UN Report: Climate policies can uplift vulnerable groups, but inclusive approve needed

Staff Writer

The United Nations Climate Change Katowice Committee on Impacts (KCI) has highlighted the potential for climate policies to empower vulnerable populations, while also warning of unintended consequences without an inclusive approach.

According to the report published by the UNFCCC Katowice Committee of Experts on the Impacts of the Implementation of Response Measures (KCI), people in vulnerable situations are often marginalised during the planning and implementation of climate policies.

This lack of participation can lead to policies that have negative and unintended impacts on vulnerable groups.

“Across all selected mitigation policies and for all identified groups of people in vulnerable situations, there are various positive and negative impacts and co-benefits of the implementation of response measures on them, yet there is general agreement in the literature that response measures exacerbate these groups’ vulnerability,” the report reads.

“People in vulnerable situations are consistently marginalised in the process of planning and implementing response measures. Among the groups of people in vulnerable situations identified, women and the poor are the groups most examined in assessments of response measures.”

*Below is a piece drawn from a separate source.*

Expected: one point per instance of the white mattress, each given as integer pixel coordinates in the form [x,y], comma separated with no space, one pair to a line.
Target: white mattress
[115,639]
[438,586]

The report notes that while some mitigation policies, such as those promoting cleaner energy sources, have the potential to reduce women’s fuel-gathering activities and domestic burden, others may have adverse effects, like limiting women’s land tenure rights or their ability to participate in the workforce.

Similarly, local communities and indigenous peoples can be negatively impacted by renewable energy projects that disrupt their traditional practices or displace them from their land.

However, these communities can also benefit from renewable energy projects that provide access to clean energy and create economic opportunities.

The report emphasises the need for a more inclusive approach to climate policy-making. This entails actively engaging people in vulnerable situations throughout the design and implementation of climate policies.

Stakeholder engagement at the national level and beyond is crucial to understanding the potential impacts on these groups.

The report examines how policies like carbon trading, energy efficiency, and renewable energy adoption can create opportunities for women, local communities, indigenous peoples, and others often disproportionately affected by climate change.

However, the report also identifies risks, such as limitations on land rights or displacement due to renewable energy projects.

The report also calls for further research to better quantify the impacts of climate policies on vulnerable populations. This research is essential for designing policies that minimise negative impacts and maximise positive ones.

The report concludes that by integrating a human rights-based approach into climate action, a more sustainable future can be built for everyone.

Established in 2018, the KCI is a constituted body that supports work to assess the impact of mitigation policies, programmes and actions taken to combat climate change by Parties under the Convention, the Kyoto Protocol and the Paris Agreement.